Introduction: why do tree species coexist?
The question of why there is more than one plant species on Earth is probably not one for ecology. Rather, it would appear to us at least that it is up to systems biology and evolutionary biology to explain why the enormous variation in structure and function exhibited by individual plants – a variation that makes sense given the huge range of physical environments that they occupy – occurs primarily as species-to-species variation, rather than as variation among ecotypes via local adaptation, or variation among individuals via phenotypic plasticity. However, given that plant species are so very different, the question of why we appear to observe the long-term co-occurrence of multiple species in the same region certainly is a question for ecology, so much so that the paradox of coexistence has remained central to community ecology for decades (e.g. Gause 1934; Grubb 1977; Hutchinson 1961; MacArthur 1970).
An important recent development has been the realisation, thanks to neutral theory, that the long-term co-occurrence of multiple taxonomic species is not, by itself, a paradox at all (Chave 2004; Hubbell 2001).

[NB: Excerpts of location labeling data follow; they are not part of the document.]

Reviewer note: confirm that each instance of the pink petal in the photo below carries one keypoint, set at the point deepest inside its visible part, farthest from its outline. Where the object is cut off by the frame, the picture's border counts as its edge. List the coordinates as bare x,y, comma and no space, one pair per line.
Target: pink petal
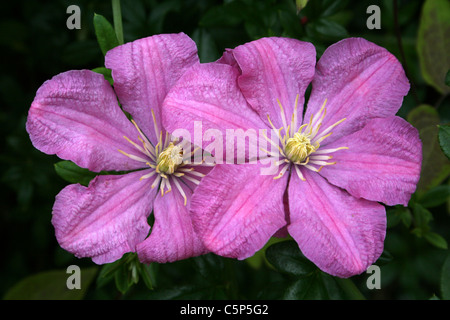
382,163
75,115
172,237
144,70
208,98
360,81
275,68
342,235
236,209
106,219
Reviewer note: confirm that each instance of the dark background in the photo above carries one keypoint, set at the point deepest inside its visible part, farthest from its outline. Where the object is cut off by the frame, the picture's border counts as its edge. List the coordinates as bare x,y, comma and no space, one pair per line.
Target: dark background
35,45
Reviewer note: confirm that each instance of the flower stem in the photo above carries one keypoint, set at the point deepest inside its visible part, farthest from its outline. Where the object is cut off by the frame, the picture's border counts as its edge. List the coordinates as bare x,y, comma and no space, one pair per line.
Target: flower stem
117,18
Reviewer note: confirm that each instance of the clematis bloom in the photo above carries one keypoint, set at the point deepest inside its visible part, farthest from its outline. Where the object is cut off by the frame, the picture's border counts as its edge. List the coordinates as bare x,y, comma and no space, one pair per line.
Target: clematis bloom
337,160
76,116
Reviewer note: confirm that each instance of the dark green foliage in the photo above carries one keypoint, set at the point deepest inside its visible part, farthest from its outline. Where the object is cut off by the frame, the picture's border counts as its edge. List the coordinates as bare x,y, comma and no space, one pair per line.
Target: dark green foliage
36,45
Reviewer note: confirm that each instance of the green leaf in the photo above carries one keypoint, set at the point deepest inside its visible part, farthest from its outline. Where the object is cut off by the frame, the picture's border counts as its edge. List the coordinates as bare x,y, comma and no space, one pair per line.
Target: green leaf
422,218
106,73
300,4
435,196
326,30
286,257
51,285
147,274
318,286
435,166
72,173
399,214
433,43
106,36
436,240
444,139
207,49
445,279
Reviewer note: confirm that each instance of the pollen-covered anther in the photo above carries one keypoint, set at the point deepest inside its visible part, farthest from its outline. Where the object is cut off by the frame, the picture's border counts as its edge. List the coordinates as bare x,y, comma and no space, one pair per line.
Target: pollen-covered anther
298,148
169,159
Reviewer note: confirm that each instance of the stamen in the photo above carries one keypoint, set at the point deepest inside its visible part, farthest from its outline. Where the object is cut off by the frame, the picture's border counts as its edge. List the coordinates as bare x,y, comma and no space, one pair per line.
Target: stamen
315,157
156,182
148,175
283,117
322,151
299,173
294,117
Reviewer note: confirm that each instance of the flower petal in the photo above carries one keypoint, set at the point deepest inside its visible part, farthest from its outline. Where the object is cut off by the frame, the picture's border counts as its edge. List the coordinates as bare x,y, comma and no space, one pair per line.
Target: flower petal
106,219
382,162
236,209
75,115
208,100
342,235
275,69
360,81
172,237
144,70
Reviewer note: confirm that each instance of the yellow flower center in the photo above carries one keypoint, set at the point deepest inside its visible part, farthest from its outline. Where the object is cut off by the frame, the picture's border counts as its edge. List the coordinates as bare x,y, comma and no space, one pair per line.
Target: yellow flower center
298,148
169,159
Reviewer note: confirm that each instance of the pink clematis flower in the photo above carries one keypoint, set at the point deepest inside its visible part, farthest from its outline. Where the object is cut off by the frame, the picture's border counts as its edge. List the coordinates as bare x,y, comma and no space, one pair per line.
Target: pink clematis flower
76,116
331,207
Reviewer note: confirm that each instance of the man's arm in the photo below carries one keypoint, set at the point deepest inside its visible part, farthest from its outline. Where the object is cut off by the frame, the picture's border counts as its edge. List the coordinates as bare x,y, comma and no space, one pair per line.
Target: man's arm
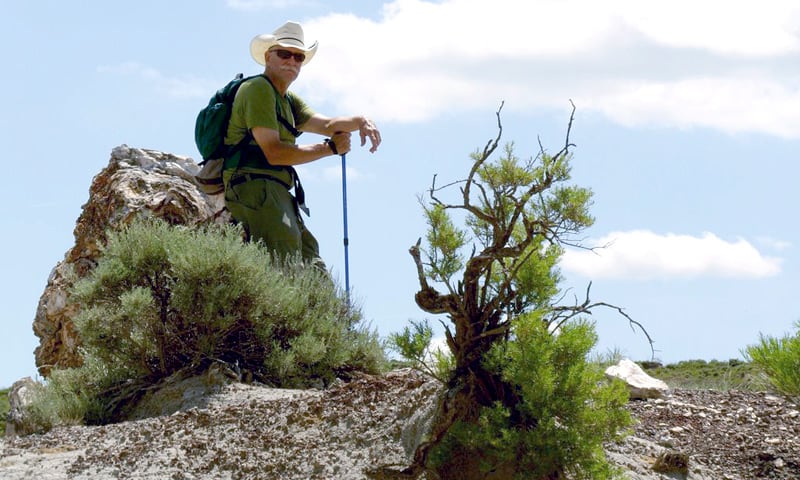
281,154
331,126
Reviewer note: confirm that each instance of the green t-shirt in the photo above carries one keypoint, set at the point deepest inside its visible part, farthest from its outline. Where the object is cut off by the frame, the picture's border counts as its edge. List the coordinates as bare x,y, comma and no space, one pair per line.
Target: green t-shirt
255,106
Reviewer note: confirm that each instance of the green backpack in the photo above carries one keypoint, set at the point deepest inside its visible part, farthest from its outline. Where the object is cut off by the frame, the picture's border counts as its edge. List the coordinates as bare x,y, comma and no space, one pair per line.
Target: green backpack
209,136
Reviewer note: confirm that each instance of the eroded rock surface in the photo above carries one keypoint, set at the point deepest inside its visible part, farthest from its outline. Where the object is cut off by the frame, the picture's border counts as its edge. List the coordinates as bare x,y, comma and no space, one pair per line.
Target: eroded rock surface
136,181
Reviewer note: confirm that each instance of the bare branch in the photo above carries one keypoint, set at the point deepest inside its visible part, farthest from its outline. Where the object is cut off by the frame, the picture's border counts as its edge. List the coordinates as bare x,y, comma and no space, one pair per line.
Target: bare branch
565,313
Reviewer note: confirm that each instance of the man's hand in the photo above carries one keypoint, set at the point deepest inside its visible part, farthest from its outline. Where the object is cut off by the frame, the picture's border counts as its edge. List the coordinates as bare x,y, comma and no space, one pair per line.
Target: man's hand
342,142
367,129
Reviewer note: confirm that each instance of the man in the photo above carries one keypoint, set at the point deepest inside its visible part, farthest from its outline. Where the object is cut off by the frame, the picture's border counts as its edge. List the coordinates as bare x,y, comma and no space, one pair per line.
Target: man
259,177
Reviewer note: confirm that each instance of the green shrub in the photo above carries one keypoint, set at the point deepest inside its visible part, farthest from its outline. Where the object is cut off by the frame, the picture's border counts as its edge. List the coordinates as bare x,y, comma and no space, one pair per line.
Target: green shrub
567,408
165,300
4,409
779,358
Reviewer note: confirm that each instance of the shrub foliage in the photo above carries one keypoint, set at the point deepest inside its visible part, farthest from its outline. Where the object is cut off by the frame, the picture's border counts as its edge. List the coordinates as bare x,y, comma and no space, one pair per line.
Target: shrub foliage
165,300
779,358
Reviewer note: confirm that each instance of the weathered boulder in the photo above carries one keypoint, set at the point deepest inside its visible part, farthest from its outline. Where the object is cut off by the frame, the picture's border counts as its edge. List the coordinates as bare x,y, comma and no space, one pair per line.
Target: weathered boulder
19,396
640,384
135,182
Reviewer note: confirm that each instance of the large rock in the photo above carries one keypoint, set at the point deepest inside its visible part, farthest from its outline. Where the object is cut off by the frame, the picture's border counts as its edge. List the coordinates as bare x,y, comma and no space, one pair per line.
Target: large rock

We now know that it could take an enormous amount of time for a mixed community to drift to monodominance in any one region, if species were indistinguishable in terms of their traits. But this still leaves the challenge of explaining why we observe the long-term co-occurrence of species that are measurably different in traits that obviously affect fitness, such as growth, mortality and reproductive rates (see Purves & Turnbull 2010). Theoretical ecology has provided one kind of answer to this question, by identifying a suite of fundamental mechanisms that can maintain the coexistence of multiple species (Chesson 2000a). Although it is likely that there are new mechanisms still to be discovered, theoretical ecologists are almost entirely agreed that coexistence requires some form of negative feedback: if one species becomes too dominant, its performance declines, which in turn reduces its abundance; the opposite occurs for species that drift to abundances that are too low (Chesson 2000a; and for forests see Dislich, Johst & Huth 2010). In the presence of such negative feedbacks, communities can exhibit stable coexistence of multiple species, where the community exhibits a typical mixture of species (or mixture of traits) that it tends to return to after perturbations.